# Wolf run boat ramp?



## Eyeseekerr (Aug 28, 2012)

Does anyone know when they open the ramp for the year? drove down Saturday and there is a chain across the road to the ramp it says area closed


----------



## ducky152000 (Jul 20, 2005)

never had that proplem but earliest i have fished there is in early march but never in February. lake may be too low to put boat in. that ramp is very steep, they may be scared of someone dropping trailer over edge of ramp. idk. could try calling the park office to get info.


----------



## Eyeseekerr (Aug 28, 2012)

Ok thanks. I did call the state park and left a message. Hopefully they call back. Is the fishing any good? Was looking to bass fish it but read it has saugeye also.


----------



## Flathead76 (May 2, 2010)

I don't think there has been saugeyes stocked in there in some time. If you do get one it will probably be a biggin.


----------



## ducky152000 (Jul 20, 2005)

great early bass lake. only seen one eye caught there its was a 6 lb fish. tried targeting eyes but never caught one. usualy just go there a cpl times a year in march to catch a bunch of bass and a few trout when im hungry for some grilled trout.


----------



## dougers (May 6, 2007)

Eyeseekerr,
Chain was removed when i went by at 830 this morning. Water level is pretty normal. Bass can be finicky here, but they are in there for sure. ive never heard of an eye being caught there, but you never know. Wolf run has a unique slot for bas, so keep that in mind.


----------



## Lewis (Apr 5, 2004)

There are quite a few saugeyes in there. I haven't fished it more than a few times but caught a few eyes each time. Some think the next state record saugeye will come out of there because of the trout forage base.


----------



## Eyeseekerr (Aug 28, 2012)

Thanks alot guys. Not to worried about the saugeye. But I've heard some rumors there are some big bass in their and they like to bite at ice out.

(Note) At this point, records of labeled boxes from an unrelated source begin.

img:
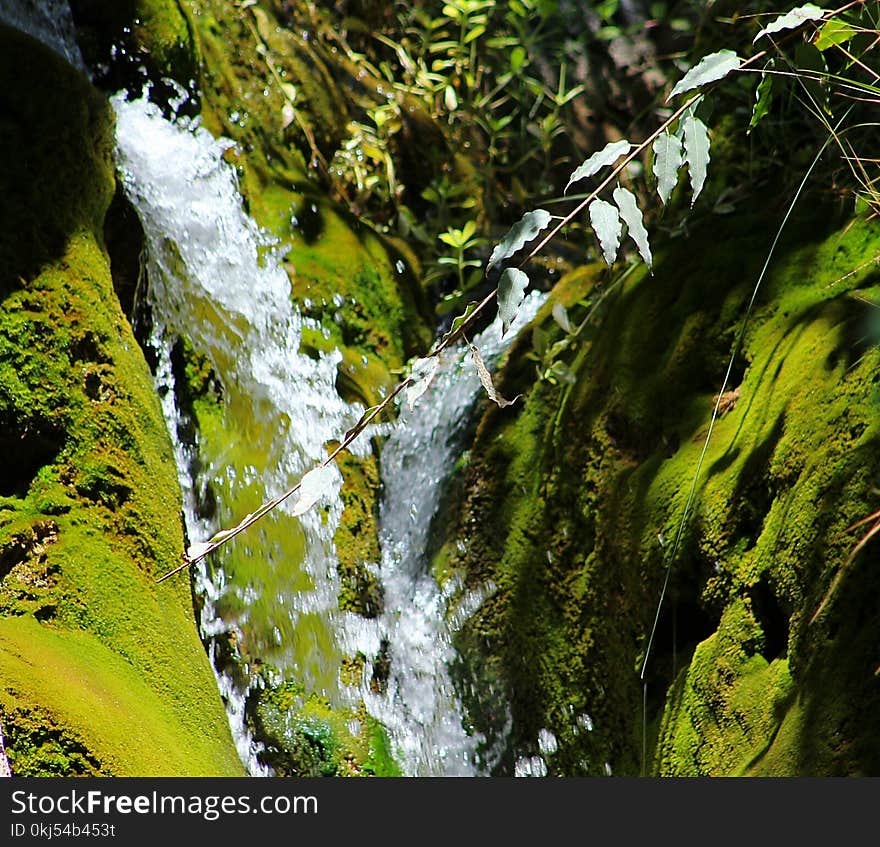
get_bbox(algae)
[438,207,880,775]
[0,27,242,775]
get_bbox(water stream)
[6,0,541,776]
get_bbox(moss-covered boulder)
[437,204,880,775]
[0,27,243,776]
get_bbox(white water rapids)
[113,91,540,775]
[0,0,541,776]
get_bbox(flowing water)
[0,0,86,71]
[114,88,540,775]
[10,0,541,775]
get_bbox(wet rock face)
[0,21,241,775]
[70,0,198,111]
[441,213,880,775]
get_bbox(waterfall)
[364,292,544,776]
[10,0,542,776]
[113,95,361,772]
[0,0,86,72]
[113,86,540,775]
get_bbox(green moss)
[0,28,242,775]
[252,682,399,777]
[438,204,880,774]
[333,453,383,618]
[74,0,198,100]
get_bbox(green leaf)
[666,50,742,102]
[292,465,336,517]
[532,326,550,359]
[550,303,574,335]
[682,110,709,206]
[813,18,856,51]
[612,185,654,268]
[794,42,831,114]
[498,268,529,335]
[544,359,577,385]
[746,64,775,135]
[651,131,684,205]
[562,141,632,194]
[752,3,825,44]
[590,200,623,265]
[486,209,553,272]
[434,300,479,349]
[403,356,440,409]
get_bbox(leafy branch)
[158,0,873,584]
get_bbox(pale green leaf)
[752,3,825,44]
[613,185,654,268]
[498,268,529,335]
[486,209,553,271]
[746,65,774,134]
[666,50,742,101]
[813,18,856,51]
[403,356,440,409]
[651,131,684,205]
[293,465,336,517]
[468,344,522,409]
[590,200,623,265]
[550,303,574,335]
[563,141,632,194]
[682,111,709,206]
[434,300,479,349]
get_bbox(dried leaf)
[403,356,440,409]
[666,50,742,102]
[293,465,336,516]
[681,111,709,206]
[468,344,522,409]
[562,141,632,194]
[486,209,553,272]
[498,268,529,335]
[186,541,213,563]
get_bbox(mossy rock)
[0,27,243,776]
[438,209,880,775]
[70,0,198,106]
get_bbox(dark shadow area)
[748,573,791,663]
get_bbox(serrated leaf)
[468,344,522,409]
[550,303,574,335]
[545,359,577,385]
[532,326,550,359]
[486,209,553,272]
[682,111,709,206]
[403,356,440,409]
[562,141,632,194]
[590,200,623,265]
[752,3,825,44]
[434,300,479,350]
[813,18,856,51]
[746,65,774,134]
[293,465,336,516]
[666,50,742,102]
[498,268,529,335]
[651,131,684,205]
[612,185,654,268]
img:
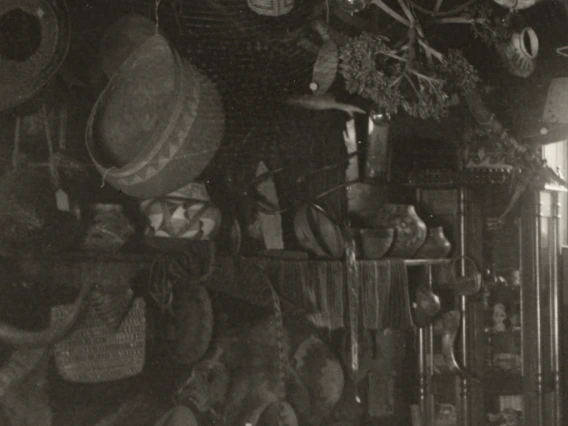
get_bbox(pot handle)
[0,279,95,349]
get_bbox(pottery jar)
[83,203,134,251]
[497,27,539,78]
[415,226,452,259]
[372,204,427,258]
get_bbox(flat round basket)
[86,35,225,199]
[51,298,146,383]
[0,0,70,111]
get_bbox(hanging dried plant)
[340,29,479,120]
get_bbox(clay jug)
[414,226,452,259]
[372,204,426,258]
[497,27,538,78]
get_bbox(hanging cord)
[344,226,359,374]
[41,104,61,189]
[254,263,288,426]
[12,115,22,170]
[148,241,215,316]
[154,0,162,34]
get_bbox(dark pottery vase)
[415,226,452,259]
[372,204,427,258]
[83,203,134,252]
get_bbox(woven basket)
[0,0,70,111]
[86,35,225,199]
[51,298,146,383]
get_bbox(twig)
[434,0,444,13]
[418,39,444,62]
[398,0,416,26]
[404,74,420,96]
[379,51,408,62]
[372,0,411,27]
[433,16,487,24]
[408,0,478,17]
[410,70,442,83]
[390,27,416,87]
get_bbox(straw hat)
[0,0,70,111]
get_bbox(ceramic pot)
[414,226,452,259]
[372,204,427,258]
[497,27,538,78]
[83,203,134,252]
[352,228,394,259]
[293,336,345,417]
[140,182,221,240]
[247,0,294,16]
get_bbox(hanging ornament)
[310,21,339,95]
[335,0,369,13]
[247,0,294,16]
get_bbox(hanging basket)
[51,298,146,383]
[0,0,70,111]
[247,0,294,16]
[86,35,225,199]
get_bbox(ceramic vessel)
[247,0,294,16]
[414,226,452,259]
[497,27,539,78]
[140,182,221,240]
[293,336,345,413]
[372,204,427,258]
[83,203,134,251]
[353,228,394,259]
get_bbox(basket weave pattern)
[51,298,146,383]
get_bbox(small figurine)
[492,303,510,333]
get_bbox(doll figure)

I'm talking I've heard some stories some I don't think I believe . So i m gonna go fish it a few times and see what happens


----------



## Riverrat3 (Mar 18, 2015)

Does anyone know the water temp currently?


----------



## Eyeseekerr (Aug 28, 2012)

Just left work heading that way. I will let ya know what water temp is when I get their


----------



## Riverrat3 (Mar 18, 2015)

Eyeseekerr said:


> Just left work heading that way. I will let ya know what water temp is when I get their


Awesome!! Thanks


----------



## pseckman (Jul 19, 2015)

Just wondering what the water clarity is with all the rain we have had.


----------



## Eyeseekerr (Aug 28, 2012)

Water temp 39. Water is pretty murky. It's not bad around the dam though


----------



## ducky152000 (Jul 20, 2005)

Lewis said:


> There are quite a few saugeyes in there. I haven't fished it more than a few times but caught a few eyes each time. Some think the next state record saugeye will come out of there because of the trout forage base.

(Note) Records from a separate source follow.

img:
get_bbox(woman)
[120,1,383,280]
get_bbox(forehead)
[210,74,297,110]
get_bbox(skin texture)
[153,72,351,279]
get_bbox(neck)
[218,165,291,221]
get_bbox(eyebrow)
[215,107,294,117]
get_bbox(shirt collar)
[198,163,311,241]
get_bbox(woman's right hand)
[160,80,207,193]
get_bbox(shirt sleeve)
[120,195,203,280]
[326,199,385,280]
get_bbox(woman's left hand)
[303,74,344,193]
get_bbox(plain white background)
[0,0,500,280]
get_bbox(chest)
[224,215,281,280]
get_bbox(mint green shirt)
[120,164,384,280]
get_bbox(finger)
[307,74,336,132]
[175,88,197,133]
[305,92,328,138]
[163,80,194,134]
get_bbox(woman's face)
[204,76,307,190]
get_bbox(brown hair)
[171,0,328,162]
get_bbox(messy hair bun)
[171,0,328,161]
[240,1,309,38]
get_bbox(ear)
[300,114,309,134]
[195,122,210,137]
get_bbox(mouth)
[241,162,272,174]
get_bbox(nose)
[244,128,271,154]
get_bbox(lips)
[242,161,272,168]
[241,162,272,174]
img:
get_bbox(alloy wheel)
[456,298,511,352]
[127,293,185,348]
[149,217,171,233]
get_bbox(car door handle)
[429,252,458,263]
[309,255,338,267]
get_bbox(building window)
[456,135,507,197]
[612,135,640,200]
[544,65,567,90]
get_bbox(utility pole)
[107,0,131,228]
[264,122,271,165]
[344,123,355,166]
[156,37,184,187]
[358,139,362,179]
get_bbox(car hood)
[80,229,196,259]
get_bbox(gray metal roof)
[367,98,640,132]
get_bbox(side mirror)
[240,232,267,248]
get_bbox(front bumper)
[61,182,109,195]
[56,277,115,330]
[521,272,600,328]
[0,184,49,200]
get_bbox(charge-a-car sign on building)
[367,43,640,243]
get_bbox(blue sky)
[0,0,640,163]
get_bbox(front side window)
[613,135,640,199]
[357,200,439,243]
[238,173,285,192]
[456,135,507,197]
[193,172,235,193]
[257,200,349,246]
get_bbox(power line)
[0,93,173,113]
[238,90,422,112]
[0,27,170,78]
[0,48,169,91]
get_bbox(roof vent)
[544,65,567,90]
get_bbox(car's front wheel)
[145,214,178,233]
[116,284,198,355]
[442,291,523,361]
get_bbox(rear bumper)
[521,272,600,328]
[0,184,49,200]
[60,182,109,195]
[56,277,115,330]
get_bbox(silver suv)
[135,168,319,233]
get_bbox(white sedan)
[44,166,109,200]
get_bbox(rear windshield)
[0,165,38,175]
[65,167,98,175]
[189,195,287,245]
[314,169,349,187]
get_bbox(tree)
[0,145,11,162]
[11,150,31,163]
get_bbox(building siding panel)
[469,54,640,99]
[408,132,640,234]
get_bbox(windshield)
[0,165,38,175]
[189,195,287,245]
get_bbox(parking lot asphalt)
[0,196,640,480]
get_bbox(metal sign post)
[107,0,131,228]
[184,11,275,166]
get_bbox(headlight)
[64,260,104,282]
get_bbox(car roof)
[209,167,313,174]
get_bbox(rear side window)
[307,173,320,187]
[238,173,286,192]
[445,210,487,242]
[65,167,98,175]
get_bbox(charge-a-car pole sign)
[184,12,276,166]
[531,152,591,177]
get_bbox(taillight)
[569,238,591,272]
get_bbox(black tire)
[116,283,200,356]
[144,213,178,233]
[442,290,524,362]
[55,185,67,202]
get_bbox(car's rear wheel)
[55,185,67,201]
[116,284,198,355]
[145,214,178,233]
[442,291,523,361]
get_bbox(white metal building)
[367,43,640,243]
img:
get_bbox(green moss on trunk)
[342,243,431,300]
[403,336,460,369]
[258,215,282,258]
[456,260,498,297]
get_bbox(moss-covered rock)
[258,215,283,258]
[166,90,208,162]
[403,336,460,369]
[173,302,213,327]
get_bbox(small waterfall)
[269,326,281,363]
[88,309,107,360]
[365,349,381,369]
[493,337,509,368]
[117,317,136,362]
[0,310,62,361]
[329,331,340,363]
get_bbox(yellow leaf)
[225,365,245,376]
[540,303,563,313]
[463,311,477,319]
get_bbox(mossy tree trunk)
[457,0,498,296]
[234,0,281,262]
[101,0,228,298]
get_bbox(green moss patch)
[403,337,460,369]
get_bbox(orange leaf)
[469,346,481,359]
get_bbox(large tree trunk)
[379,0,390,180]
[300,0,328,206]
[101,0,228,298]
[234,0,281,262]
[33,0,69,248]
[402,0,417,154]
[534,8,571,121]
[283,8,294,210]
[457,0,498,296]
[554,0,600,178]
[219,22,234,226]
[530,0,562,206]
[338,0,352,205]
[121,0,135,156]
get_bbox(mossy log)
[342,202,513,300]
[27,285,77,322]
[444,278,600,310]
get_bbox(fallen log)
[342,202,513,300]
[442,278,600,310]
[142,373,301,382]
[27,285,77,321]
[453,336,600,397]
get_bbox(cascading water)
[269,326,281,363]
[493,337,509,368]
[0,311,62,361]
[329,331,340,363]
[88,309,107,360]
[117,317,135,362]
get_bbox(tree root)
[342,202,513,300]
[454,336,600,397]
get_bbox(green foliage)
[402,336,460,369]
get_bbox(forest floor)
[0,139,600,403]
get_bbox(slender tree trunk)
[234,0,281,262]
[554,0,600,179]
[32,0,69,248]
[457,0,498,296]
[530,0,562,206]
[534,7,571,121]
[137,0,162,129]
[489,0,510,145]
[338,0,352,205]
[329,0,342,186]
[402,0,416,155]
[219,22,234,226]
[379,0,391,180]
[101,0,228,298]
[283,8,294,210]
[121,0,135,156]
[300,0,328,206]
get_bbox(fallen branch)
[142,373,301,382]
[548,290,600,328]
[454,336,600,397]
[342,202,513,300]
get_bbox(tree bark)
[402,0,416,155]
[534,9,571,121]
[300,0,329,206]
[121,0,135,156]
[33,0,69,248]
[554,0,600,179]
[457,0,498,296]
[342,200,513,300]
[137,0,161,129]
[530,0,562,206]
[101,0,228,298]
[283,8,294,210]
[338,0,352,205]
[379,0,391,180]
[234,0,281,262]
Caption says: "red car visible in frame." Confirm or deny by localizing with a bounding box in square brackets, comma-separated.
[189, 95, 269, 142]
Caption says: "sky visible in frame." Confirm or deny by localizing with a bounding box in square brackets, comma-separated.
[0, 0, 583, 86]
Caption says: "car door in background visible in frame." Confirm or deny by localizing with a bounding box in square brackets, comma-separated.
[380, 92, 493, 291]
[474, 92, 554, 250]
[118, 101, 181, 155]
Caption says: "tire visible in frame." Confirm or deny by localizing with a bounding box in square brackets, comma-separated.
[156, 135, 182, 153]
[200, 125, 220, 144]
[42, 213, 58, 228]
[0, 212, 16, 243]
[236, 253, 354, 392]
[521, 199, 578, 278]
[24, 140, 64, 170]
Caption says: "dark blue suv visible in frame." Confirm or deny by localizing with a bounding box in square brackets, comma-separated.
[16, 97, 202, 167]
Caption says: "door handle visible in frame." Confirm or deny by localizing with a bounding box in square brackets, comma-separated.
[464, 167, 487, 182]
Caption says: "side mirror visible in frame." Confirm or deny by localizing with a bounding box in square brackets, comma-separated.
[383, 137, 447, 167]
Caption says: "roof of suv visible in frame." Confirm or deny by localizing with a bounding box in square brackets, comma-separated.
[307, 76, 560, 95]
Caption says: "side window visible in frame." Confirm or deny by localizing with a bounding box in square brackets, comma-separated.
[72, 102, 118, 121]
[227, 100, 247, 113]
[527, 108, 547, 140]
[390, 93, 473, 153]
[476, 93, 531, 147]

 i only tried targeting eyes there one time after i caught my limit of trout. that underwater point with the marker should be a saugeye magnet. tried throwing jerkbaits on it at dusk but no good. i may try for em the next time i go. i only fish it two or three times a year. like you said about the trout. jim corey told me that that place should have some huge eyes with the trout in there.


----------



## Riverrat3 (Mar 18, 2015)

Eyeseekerr said:


> Water temp 39. Water is pretty murky. It's not bad around the dam though


Awesome Thanks!! Did you fish any?


----------



## bill dowler (Apr 8, 2004)

I have caught some big saugeyes out of it, never a lot but nice ones, caught fingerling saugeye there last year while crappie fishing
...


----------